Not one to let the men have all the fun, gaudy blazer-wise, that is, Christa shows up at the party wearing a funky ass blazer as well. Is there anything sexier than a lippy lesbian who is obsessed with transparent scarfs that tell the future? What's that? There is? Oh, well, you got to admit, Christa is looking damn sexy in her jacket and tie ensemble.
Shouldn't you mention the part where we flashback to the 14th century and watch a clearly distraught Mickey Hargitay watch a justifiably frazzled Rita Calderoni being burnt at the stake? I guess, but since you just mentioned it for me, I don't really have to, now do I? Well played my friend.
On the bright side, I can now focus my attention on Stefania Fassio, who is currently entertaining a smattering of party guests by pirouetting on top of a table while singing, "La-la-la-la-la." I can't remember how many "la's" she employs during her pirouette, but trust me, it was a lot. Falling to the floor in a heap of clumsiness, Steffy looks sad.
Cheer up, Steffy, Christa, and her redheaded gal pal Lenda (Christina Perrier), are about to experience the chromatic hell that is the torture basement, a place where every goblet emits a menacing plume of smoke or your money back. I'm not 100% sure, but I think Christa is killed during her stay in the torture basement. Does that mean no more prancing about in caramel short-shorts? Yep. No more gallivanting along the castle walls in tacky vests? What do you think? That's a shame because...
Whoa! Check out the hat Steffy is wearing at Christa's funeral, it's coven-fabulous.
Judging by that last statement, it's obvious that my viewing of Black Magic Rites has taken on a life of its own. I'm sure if I put my mind to it, I could easily figure out what this film is all about. But I have to say, the uncut adorableness Stefania Fassio is putting out there on a semi-regular basis is making me not want to.
In the latter half section of the film, Stefania Fassio spends most of her time in her bedroom with Viveca (actress unknown), her blonde "friend," and a goofy guy with a twitchy eye (actor unknown). It's during these scenes where we really get a sense of how awesome Steffy's eyelashes really are.
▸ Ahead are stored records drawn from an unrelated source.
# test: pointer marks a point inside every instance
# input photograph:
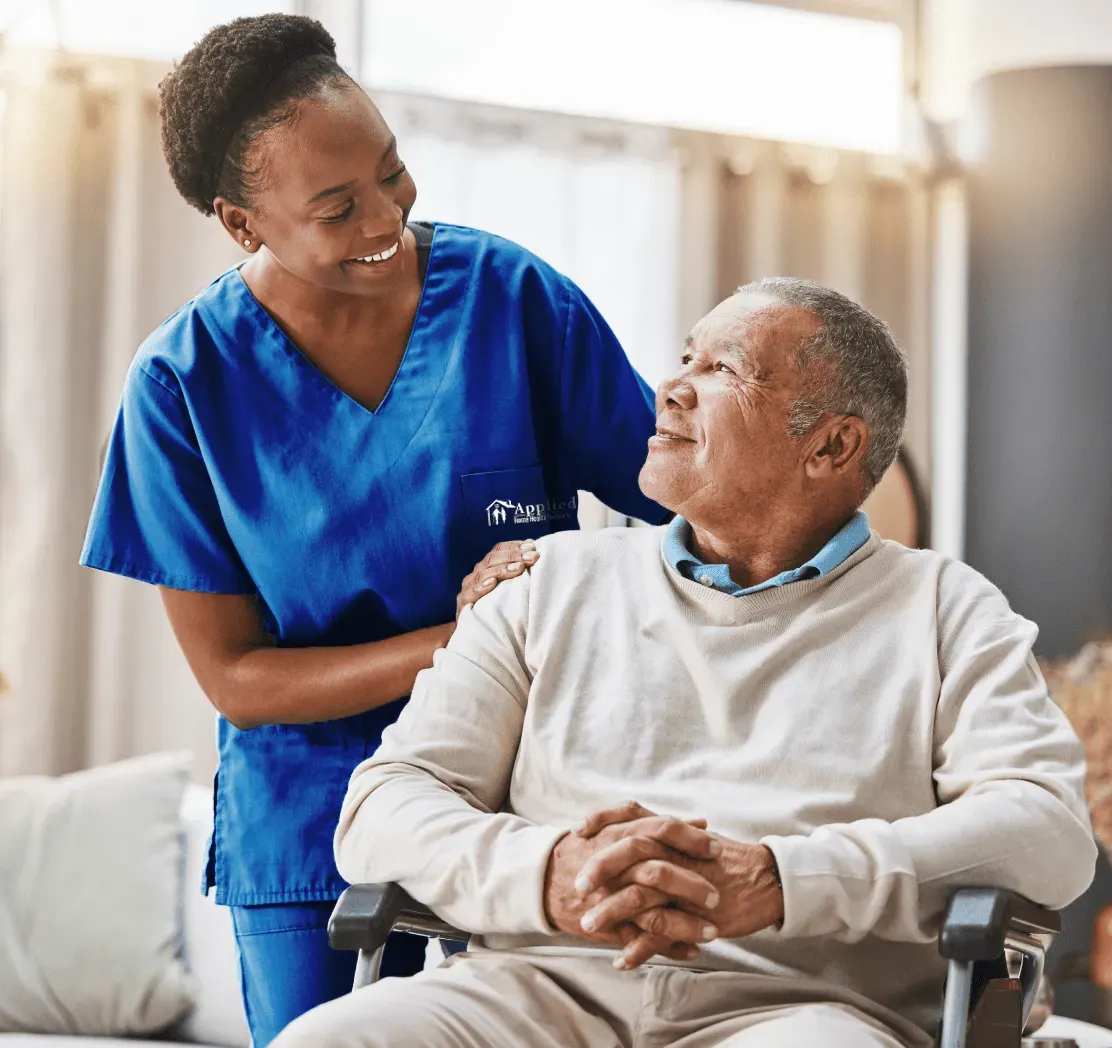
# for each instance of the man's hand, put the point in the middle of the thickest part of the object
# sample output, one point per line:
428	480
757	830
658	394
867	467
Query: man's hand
667	850
743	876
While Viveca licks Steffy's knees and the goofy eye twitch guy penetrates her not-so garrulous pussy, the men go insane (even the shifty guy who isn't Donald Pleasence gets in on the insane action) and start ravishing the women. Stormy weather, neck biting, writhing, screaming, nipple kissing, brunettes in pantyhose, rattling chains, hairy armpits, ritualistic chanting, headbands, flowery panties underneath forlorn pantyhose, things, as you can clearly tell, are going off the rails.
When Rita Calderoni's fiance yells, "Nothing is real anymore," I have to say, he might be onto something. Only problem is, I can't take anything seriously said by a man wearing a day-glo abortion masquerading as a blazer.
Has Satan been defeated yet? 'Cause I'd like to wrap this thing up. Hey, look, the goofy eye twitch guy is trying to remove a hair from his tongue. Oh, goofy eye twitch guy in Black Magic Rites, why do I envy you so? Um, maybe because he got to pop Steffy's cherry in the vicinity of a blonde without a chin. Oh yeah, that's right. Lucky bastard. Aiuto! Aiuto! Aiuto!